The new steam launches had arrived in 1891, yet smuggling continued apace. By September 1893, American officials were even more outraged by the practice, and two more revenue cutters were ordered to Puget Sound, one from New York and one from Lake Erie. Both boats were to be armed with rapid-fire batteries of four guns each. The boats duly arrived, but not without criticism: one correspondent to the New York Times suggested the assignment was incredibly foolish, for “the unlawful trade referred to is carried on in those waters under cover of night mostly, and in boats, row and sail, through divers bays and inlets, creeks and other shoal waters, where vessels of the revenue cutter service cannot go in chase.” It would be far better, he suggested, to break up the “nefarious trade” with more steam launches that could chase down the smugglers’ boats.

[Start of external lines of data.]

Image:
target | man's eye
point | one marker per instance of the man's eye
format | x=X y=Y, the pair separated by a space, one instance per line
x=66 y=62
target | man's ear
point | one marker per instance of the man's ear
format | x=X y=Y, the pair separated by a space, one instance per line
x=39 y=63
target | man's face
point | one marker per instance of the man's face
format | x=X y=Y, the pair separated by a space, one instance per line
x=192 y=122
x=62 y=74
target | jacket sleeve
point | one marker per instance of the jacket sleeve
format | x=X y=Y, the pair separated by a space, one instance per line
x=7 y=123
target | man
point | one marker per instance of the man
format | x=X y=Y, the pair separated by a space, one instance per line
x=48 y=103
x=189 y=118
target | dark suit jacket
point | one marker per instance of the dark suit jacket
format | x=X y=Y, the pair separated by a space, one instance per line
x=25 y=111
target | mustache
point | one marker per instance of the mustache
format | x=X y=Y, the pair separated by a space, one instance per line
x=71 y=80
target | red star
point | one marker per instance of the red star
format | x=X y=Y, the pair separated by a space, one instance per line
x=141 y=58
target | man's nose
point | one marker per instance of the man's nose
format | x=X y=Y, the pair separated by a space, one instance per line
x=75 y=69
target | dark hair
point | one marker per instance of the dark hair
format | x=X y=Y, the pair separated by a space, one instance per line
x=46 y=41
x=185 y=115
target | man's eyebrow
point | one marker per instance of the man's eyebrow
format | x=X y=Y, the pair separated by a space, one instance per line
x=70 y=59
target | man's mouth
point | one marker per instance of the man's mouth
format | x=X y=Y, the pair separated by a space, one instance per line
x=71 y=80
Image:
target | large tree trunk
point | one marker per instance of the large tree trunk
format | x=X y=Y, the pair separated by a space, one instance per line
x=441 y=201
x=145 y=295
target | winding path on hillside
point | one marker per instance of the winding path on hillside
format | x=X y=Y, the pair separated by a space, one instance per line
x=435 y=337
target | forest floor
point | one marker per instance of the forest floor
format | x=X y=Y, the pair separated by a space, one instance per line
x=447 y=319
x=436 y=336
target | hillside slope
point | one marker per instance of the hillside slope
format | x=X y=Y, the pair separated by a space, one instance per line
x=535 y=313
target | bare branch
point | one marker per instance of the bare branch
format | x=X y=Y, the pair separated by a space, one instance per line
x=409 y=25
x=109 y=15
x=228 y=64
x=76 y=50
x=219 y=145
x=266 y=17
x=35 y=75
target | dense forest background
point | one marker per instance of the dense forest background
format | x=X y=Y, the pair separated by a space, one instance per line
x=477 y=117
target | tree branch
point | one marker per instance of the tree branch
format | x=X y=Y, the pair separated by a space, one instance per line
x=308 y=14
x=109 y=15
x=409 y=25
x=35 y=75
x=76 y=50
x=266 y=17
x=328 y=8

The cutters did make their laborious way west, but there were problems no ship could solve. Customs officials and police turned out to be eminently bribable, and even a special treasury agent was found to be part of a smuggling ring. Customs and transport officials dismissed for cause, or not, continued to snuggle up to the smugglers, selling information they had gleaned through their jobs. Far from being considered the good guys, efficient agents earned “the bitter hostility of those who have not learned that smuggling is an infraction of the statutes of the United States, and as such is regarded as a crime.”
Even diligent and relatively honest officials could not stem the tide of opium smuggling, for a successful operation usually captured only a small fraction of the opium smuggled into the United States. Something more was needed, thundered the New York Times in 1903:
For thirty years, Puget Sound has been the seat of the greatest opium and Chinese smuggling operations in the country, and the Government has spent hundreds of thousands of dollars in attempting to stop small sloops from Victoria or other British Columbia ports . . . They have every opportunity to escape among dozens of islands, and an immense fleet of revenue cutters would be necessary to thoroughly patrol every passage and island coast.
And something more was introduced. The revenue cutter Grant was fitted with telegraphic apparatus and could be rapidly dispatched to chase and capture any suspected opium smuggler. The Times continued, “Capt. Tozier, who has chased smugglers for years, declared wireless telegraphy will stop smuggling.”
But smuggling continued. Six months later, secret agents seized 2,000 pounds (910 kilograms) of opium, worth $30,000. It was the largest amount of opium ever seized in the United States—or so they claimed. They also hauled in one of their Mr. Bigs: “Big” Stevens, along with two other leading smugglers, thus breaking up, they declared, a smuggling ring that had been operating on the sound for more than a year. The catch was credited to a secret agent seconded from New York two months earlier.
And so it went, with special agents, revenue cutters, wireless telegraphy, informers, arrests and confiscations all thrown into the battle against the opium smugglers. But everyone knew the truth: they could reduce the traffic, but as long as demand existed, it could not be stopped.